O desemprego, por sua vez, teve a maior queda do último ano entre as quarenta principais economias do mundo, para o patamar de 8,9%, em setembro, mesmo que ainda seja o quinto maior índice desse grupo. A inflação, que chegou, no acumulado de doze meses, a ficar entre as maiores do mundo ao fim do primeiro semestre, reverteu o curso e o IPCA registrou deflação por três meses seguidos, de julho a setembro. Está agora em 7,17%, abaixo dos últimos dados da União Europeia e dos Estados Unidos. Esse resultado foi conseguido, em parte, pela atuação mais rápida do Banco Central do Brasil. Em resumo: os números da economia passam longe da tragédia prevista por muitos e a adoção de reformas estruturantes no próximo governo contribuiria em muito para que essa boa fase fosse além de um voo de galinha. “Com um governo Lula, teríamos um equilíbrio institucional maior mas, infelizmente, pelo que se demonstra até agora, com um impulso reformista inferior ao de um governo Bolsonaro. E o fato é que o Brasil precisa desse impulso”, comenta um investidor que prefere não se identificar.

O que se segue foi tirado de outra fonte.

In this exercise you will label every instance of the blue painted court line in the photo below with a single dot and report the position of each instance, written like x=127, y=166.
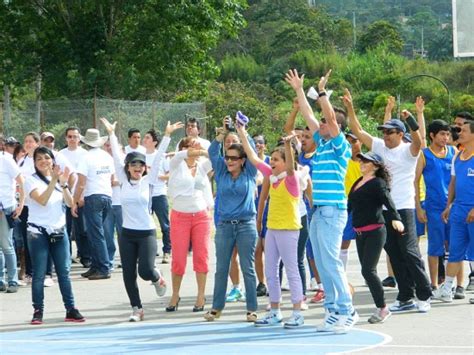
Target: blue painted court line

Se Lula tem sido hermético com relação a seu futuro governo, Jair Bolsonaro também não tem avançado em detalhes sobre como conduzirá a economia em um segundo mandato. A diferença entre ambos é que, no caso de Bolsonaro, existe uma sensação de previsibilidade maior. Naturalmente, se imagina uma continuidade dos últimos quatro anos, ainda que existam dúvidas e incógnitas no horizonte. Depois de estouros e sucessivas manobras na regra do tetos de gastos, o presidente já deixou claro que não pretende mantê-la. No dia 5 de outubro, Bolsonaro encerrou abruptamente uma entrevista depois de uma pergunta sobre a permanência de Paulo Guedes em um segundo mandato. Uma semana depois, em um podcast, foi um pouco menos evasivo. “No que depender de mim, todos os ministros ficam”, disse. Bolsonaro aprecia a lealdade de Guedes, mas existem muitas resistências a ele na ala do governo ligada ao Centrão, exatamente a que tomou as rédeas da campanha.
Em 1992, em uma ferrenha disputa entre o então presidente candidato à reeleição George H.W. Bush, do Partido Republicano, e Bill Clinton, do Partido Democrata, nasceu um mantra que desde então se incorporou ao universo das campanhas eleitorais. James Carville, o estrategista do democrata, pendurou no comitê de campanha, à vista de todos, um cartaz com os dizeres: “É a economia, estúpido!”. A expressão era um lembrete de quanto o assunto era relevante e como, se bem utilizado, poderia levar à vitória. Seguindo a regra à risca, Clinton ofereceu a seus eleitores uma nova visão de futuro e detalhou como iria alcançá-la. Com isso, pulverizou o rival, um dos raros ocupantes da Casa Branca a não se reeleger. Trinta anos depois, Lula e sua equipe deveriam estar atentos a isso.